I am going to parallelizing the function train() to make different clients run in parallel and return the output as an array with object [weight, loss]:
pool = mp.Pool(mp.cpu_count())
a = [pool.apply_async(train, (model[i], remote_torch[i], train_loader_ptr[i], epoch, args, train_data_length[i], clients[i], wglob)) for i in range(cnum)]
output = [out.get() for out in a]
However, it throws the following error when I compile and getting stuck at the output array:
Starting Training
--------------------------------------------------------------------------- TypeError Traceback (most recent call last) Cell In [24], line 11
9 pool = mp.Pool(mp.cpu_count())
10 a = [pool.apply_async(train, (model[i], remote_torch[i], train_loader_ptr[i], epoch, args, train_data_length[i], clients[i], wglob)) for i in range(cnum)]
---> 11 output = [out.get() for out in a]
12 for i in range(cnum):
13 for wlocal, loss in output:
Cell In [24], line 11, in <listcomp>(.0)
9 pool = mp.Pool(mp.cpu_count())
10 a = [pool.apply_async(train, (model[i], remote_torch[i], train_loader_ptr[i], epoch, args, train_data_length[i], clients[i], wglob)) for i in range(cnum)]

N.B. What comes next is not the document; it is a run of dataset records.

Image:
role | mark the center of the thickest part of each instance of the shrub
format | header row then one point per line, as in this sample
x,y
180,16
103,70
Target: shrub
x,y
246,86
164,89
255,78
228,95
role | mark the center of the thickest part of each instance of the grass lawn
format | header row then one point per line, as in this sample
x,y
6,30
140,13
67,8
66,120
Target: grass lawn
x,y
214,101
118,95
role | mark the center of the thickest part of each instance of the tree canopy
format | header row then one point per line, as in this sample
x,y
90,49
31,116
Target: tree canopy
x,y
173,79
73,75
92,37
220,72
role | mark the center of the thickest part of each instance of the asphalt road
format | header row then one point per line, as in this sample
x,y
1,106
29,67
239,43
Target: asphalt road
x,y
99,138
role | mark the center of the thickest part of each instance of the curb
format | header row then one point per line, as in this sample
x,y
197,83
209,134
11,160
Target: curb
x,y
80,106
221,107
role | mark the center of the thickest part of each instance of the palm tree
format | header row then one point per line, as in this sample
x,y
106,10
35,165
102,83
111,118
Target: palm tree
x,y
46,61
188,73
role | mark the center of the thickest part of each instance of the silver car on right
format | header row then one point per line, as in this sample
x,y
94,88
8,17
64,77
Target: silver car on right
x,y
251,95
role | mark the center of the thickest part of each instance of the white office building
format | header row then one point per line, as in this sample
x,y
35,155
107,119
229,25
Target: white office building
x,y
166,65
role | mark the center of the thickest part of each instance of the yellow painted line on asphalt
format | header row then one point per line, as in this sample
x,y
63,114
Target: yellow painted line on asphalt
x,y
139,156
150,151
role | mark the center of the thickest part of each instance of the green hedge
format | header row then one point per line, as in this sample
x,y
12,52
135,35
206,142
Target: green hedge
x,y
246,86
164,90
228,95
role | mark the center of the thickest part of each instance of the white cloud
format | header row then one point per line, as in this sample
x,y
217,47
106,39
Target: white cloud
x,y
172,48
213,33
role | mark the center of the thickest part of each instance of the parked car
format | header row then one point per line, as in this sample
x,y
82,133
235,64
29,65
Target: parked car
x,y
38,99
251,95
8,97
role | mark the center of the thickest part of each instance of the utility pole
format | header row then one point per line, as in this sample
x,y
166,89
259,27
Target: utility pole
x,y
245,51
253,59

---> 11 output = [out.get() for out in a]
12 for i in range(cnum):
13 for wlocal, loss in output:
File ~\anaconda\envs\env\lib\multiprocessing\pool.py:771, in ApplyResult.get(self, timeout)
769 return self._value
770 else:
--> 771 raise self._value
File ~\anaconda\envs\env\lib\multiprocessing\pool.py:537, in Pool._handle_tasks(taskqueue, put, outqueue, pool, cache)
535 break
536 try:
--> 537 put(task)
538 except Exception as e:
539 job, idx = task[:2]
File ~\anaconda\envs\env\lib\multiprocessing\connection.py:206, in
_ConnectionBase.send(self, obj)
204 self._check_closed()
205 self._check_writable()
--> 206 self._send_bytes(_ForkingPickler.dumps(obj))
File ~\anaconda\envs\env\lib\multiprocessing\reduction.py:51, in ForkingPickler.dumps(cls, obj, protocol)
48 @classmethod
49 def dumps(cls, obj, protocol=None):
50 buf = io.BytesIO()
---> 51 cls(buf, protocol).dump(obj)
52 return buf.getbuffer()
File stringsource:2, in zmq.backend.cython.socket.Socket.__reduce_cython__()
TypeError: no default __reduce__ due to non-trivial __cinit__
What happen? Does the output get the result too early to cause this problem?